Touted as the world’s largest marine reserve, the RSrMPA at first glance seems a significant legal instrument for the protection of marine ecosystems yet in practical terms does little more than current CCAMLR arrangements. Even before the RSrMPA there has been little to no krill fishing in the Ross Sea since 1999, thanks to effective conservation management by CCAMLR. All commercial krill fishing is on the opposite side of the continent, concentrated in the Weddell Sea and Lazarev Sea.
China initially opposed the Ross Sea region MPA over a disagreement between rational-use and zero-take conservation, but under US pressure eventually conceded to the consensus vote required to establish the protected area. China sees the area as fair game for harvesting while conservation-centric countries want to see the whole Ross Sea region as a no-take area. But again, the Ross and Amundsen Seas were already CCAMLR protected areas managed under sustainable use.

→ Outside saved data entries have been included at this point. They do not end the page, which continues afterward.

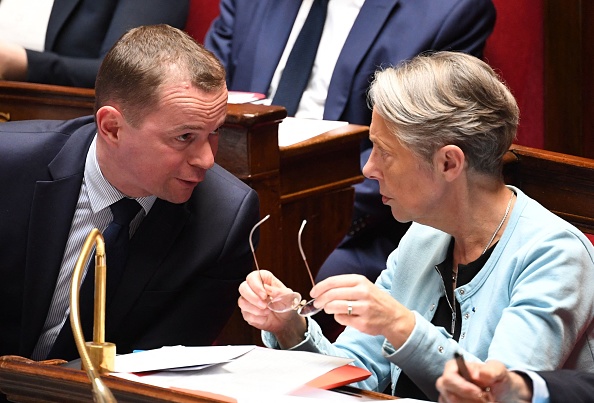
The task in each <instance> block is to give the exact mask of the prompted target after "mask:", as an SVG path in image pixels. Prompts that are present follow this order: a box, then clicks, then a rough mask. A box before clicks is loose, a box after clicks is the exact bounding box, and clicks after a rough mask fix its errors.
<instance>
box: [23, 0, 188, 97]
mask: <svg viewBox="0 0 594 403" xmlns="http://www.w3.org/2000/svg"><path fill="white" fill-rule="evenodd" d="M188 3H189V0H142V1H138V0H101V1H97V0H54V5H53V7H52V12H51V15H50V19H49V23H48V27H47V31H46V37H45V51H44V52H37V51H33V50H27V59H28V76H27V81H31V82H36V83H45V84H58V85H68V86H73V87H88V88H92V87H94V86H95V76H96V75H97V71H98V70H99V65H100V64H101V61H102V60H103V57H104V56H105V54H106V53H107V52H108V51H109V49H110V48H111V47H112V45H113V44H114V43H115V42H116V41H117V40H118V39H119V38H120V36H122V34H124V32H126V31H127V30H128V29H130V28H133V27H138V26H140V25H151V24H161V23H163V24H169V25H172V26H174V27H177V28H180V29H183V28H184V26H185V24H186V19H187V16H188Z"/></svg>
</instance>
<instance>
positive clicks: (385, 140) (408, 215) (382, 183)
mask: <svg viewBox="0 0 594 403" xmlns="http://www.w3.org/2000/svg"><path fill="white" fill-rule="evenodd" d="M369 138H370V140H371V142H372V143H373V149H372V151H371V155H370V156H369V160H368V161H367V163H366V164H365V167H364V168H363V174H364V175H365V176H366V177H368V178H370V179H375V180H377V181H378V182H379V187H380V194H381V196H382V202H383V203H384V204H386V205H388V206H390V208H391V209H392V215H393V216H394V218H396V220H398V221H400V222H408V221H416V222H419V223H423V224H430V223H431V222H432V220H431V217H432V216H434V215H435V216H437V215H438V209H437V208H436V207H438V206H439V200H440V195H441V194H442V193H443V190H444V189H443V183H442V181H440V180H438V178H439V175H437V172H436V170H435V169H434V168H433V167H431V166H429V164H427V163H426V162H424V161H423V160H421V159H420V158H419V157H418V156H416V155H415V154H414V153H413V152H412V151H410V150H409V149H408V148H406V147H404V146H403V145H402V144H401V143H400V141H398V139H397V138H396V136H395V135H394V134H391V133H390V132H389V130H388V128H387V126H386V123H385V120H384V119H383V118H382V117H381V116H380V115H379V114H378V113H377V112H376V111H375V110H374V111H373V115H372V121H371V126H370V131H369Z"/></svg>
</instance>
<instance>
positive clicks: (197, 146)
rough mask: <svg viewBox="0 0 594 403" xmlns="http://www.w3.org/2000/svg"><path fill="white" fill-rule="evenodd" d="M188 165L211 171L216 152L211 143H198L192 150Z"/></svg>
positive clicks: (193, 147) (206, 141)
mask: <svg viewBox="0 0 594 403" xmlns="http://www.w3.org/2000/svg"><path fill="white" fill-rule="evenodd" d="M190 153H191V154H190V157H189V159H188V163H189V164H190V165H193V166H198V167H200V168H204V169H210V168H212V166H213V165H214V150H213V149H212V146H211V144H210V142H208V141H204V142H196V143H195V144H194V145H193V147H191V150H190Z"/></svg>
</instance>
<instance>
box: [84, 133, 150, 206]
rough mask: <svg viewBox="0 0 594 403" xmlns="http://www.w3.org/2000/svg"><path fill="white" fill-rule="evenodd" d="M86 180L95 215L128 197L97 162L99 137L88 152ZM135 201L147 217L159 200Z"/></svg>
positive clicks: (94, 142) (85, 161)
mask: <svg viewBox="0 0 594 403" xmlns="http://www.w3.org/2000/svg"><path fill="white" fill-rule="evenodd" d="M84 178H85V184H86V186H87V192H88V195H89V200H90V202H91V209H92V210H93V213H97V212H99V211H101V210H103V209H104V208H106V207H109V206H111V205H112V204H113V203H115V202H117V201H118V200H120V199H122V198H124V197H128V196H126V195H125V194H124V193H122V192H120V191H119V190H117V189H116V188H115V187H114V186H113V185H112V184H111V183H109V181H108V180H107V179H105V177H104V176H103V173H102V172H101V168H100V167H99V161H97V135H95V137H94V138H93V142H92V143H91V146H90V147H89V151H88V152H87V159H86V161H85V175H84ZM135 200H136V201H137V202H138V203H139V204H140V205H141V206H142V209H143V210H144V212H145V215H146V214H148V213H149V211H150V209H151V207H152V206H153V204H154V203H155V201H156V200H157V197H156V196H154V195H151V196H146V197H136V198H135Z"/></svg>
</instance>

Irrational fears still persist though. An oft-repeated line of China planning to increase its Southern Ocean krill take to two million tonnes per season comes back to a single statement made by Liu Shenli in 2015. Liu is chair of state-owned China National Agricultural Development Group and his statement is much better read as domestic policy rhetoric rather than international policy directive. His statement was never supported by the Ministry of Agriculture, which regulates China’s onshore, near shore and distant water fisheries. If Liu’s audience is read as domestic, then it is a cry of paucity, not a threat of strength. China has nowhere near the capacity to increase its take to two million tonnes, and even if it did manage to harvest two million tonnes of krill, this would still be well within the CCAMLR catch limit of around 1% of the total fishery.
China’s distant water fishing operations in the CCAMLR area do pose a problem. The targeting of Patagonian Toothfish and Southern Bluefin Tuna present a far more compelling case of China’s institutionalised illegal, unregulated and unreported fishing. But on krill, China is playing by the rules.
Despite fears of China’s krill fishing, CCAMLR is perfectly capable of regulating the Southern Ocean krill fishery. Norway is still far and away the largest krill harvester, and China has every legal right to access global commons protein, nutraceuticals and genetic resources. The real geo-economic question for marine living resources near Antarctica is genetic resources, and any future international legal arguments will likely centre on rights to access and process these resources in the Southern Ocean.